We’ve had 5 days in the mountains at Little House in the Rockies.
What an incredible blessing.
Do we mind that it rained every afternoon?
In a word: NO!
There’s blog-writing to do. (Done! Finally back on track with a post every day; let’s see if it lasts after this vacation week.)
There’s tax-filing to do. (Done! Our return and the Musical Millennial’s, all on time for the July 15 deadline.)
There’s sausage-making to do. (Done! We took some of the Peppercorn Beef Sausage on our picnic yesterday. Yum!)
Books need to be read. (Done! Just finished the Regeneration Trilogy by Pat Barker, a taut, disturbing, intellectually challenging set of books.)
Birds need to be watched! There have been some new species this week, including the Northern Flicker, our first time to meet this bird. (You’ll meet him or her here soon, in a bird prom picture.)
Sitting and chatting needs to happen. The world makes more sense when we look out at the mountains, have our afternoon cocktail, and tell stories and test theories.
And Scrabble needs to be played! This post is about that.

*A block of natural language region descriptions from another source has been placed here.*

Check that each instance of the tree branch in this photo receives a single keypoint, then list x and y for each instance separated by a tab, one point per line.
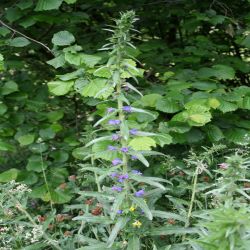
27	37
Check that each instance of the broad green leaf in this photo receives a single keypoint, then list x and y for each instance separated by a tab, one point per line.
117	204
134	243
9	175
27	139
214	133
57	62
91	89
9	87
227	106
246	102
24	4
223	72
150	100
94	219
3	108
119	225
143	205
5	146
238	136
48	5
35	163
19	42
63	38
60	87
167	105
70	1
47	133
142	143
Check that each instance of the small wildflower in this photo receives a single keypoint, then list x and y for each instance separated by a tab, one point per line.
124	149
127	109
137	223
119	211
112	148
123	177
110	110
116	188
223	166
137	172
132	209
139	193
116	162
116	137
134	157
113	175
133	131
72	178
114	122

Earlier this week, the Grill-Meister beat me in a Scrabble scrimmage by 1 point. He used the word “iliad”. I challenged this, thinking it was a formal name, like, you know, the book by Homer? Apparently, The Iliad has made its way into the vernacular as “iliad”:
Who knew?! I was all proud because I thought Iliad was a proper noun, which is not permitted, so I lost my turn over an ‘iliadic’ challenge (I made that word up, so don’t try to use it in Scrabble). I also challenged the word “xi”, and several other non-word words (if you want my real opinion), which put me on my back foot.

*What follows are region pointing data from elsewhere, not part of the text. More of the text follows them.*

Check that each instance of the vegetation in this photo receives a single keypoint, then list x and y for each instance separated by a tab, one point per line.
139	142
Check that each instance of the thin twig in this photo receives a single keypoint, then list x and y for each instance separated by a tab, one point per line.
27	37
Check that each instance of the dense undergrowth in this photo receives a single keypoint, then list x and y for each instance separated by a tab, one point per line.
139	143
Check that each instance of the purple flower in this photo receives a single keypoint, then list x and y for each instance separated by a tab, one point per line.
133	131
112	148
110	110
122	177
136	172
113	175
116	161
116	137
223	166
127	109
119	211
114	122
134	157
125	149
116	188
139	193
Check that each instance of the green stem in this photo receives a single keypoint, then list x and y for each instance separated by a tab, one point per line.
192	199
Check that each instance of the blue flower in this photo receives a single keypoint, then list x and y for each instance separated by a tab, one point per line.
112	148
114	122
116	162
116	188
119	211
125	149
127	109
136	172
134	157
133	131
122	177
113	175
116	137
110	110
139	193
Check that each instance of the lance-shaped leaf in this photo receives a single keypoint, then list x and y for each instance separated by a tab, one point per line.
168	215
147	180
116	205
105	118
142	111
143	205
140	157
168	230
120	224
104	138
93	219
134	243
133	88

But it rained again late this afternoon, and we once again had our Scrabble / Happy Hour / Birdwatching event.
Today, I reigned. Finally.
Out of respect for the Grill-Meister, I won’t quote my margin of victory. But let’s just say that we’ve been married for twelve years, and that we started playing Scrabble on a family vacation a couple of years before that when he whupped the whole family (he had “tux”, then “tuxedo”, then “tuxedoed”) and created a Scrabblized wound we will never forget) and that today’s event evened it out for me. I don’t think I’ve beaten him in all that time.
Wishing you great tiles that make great words during this pandemic isolation.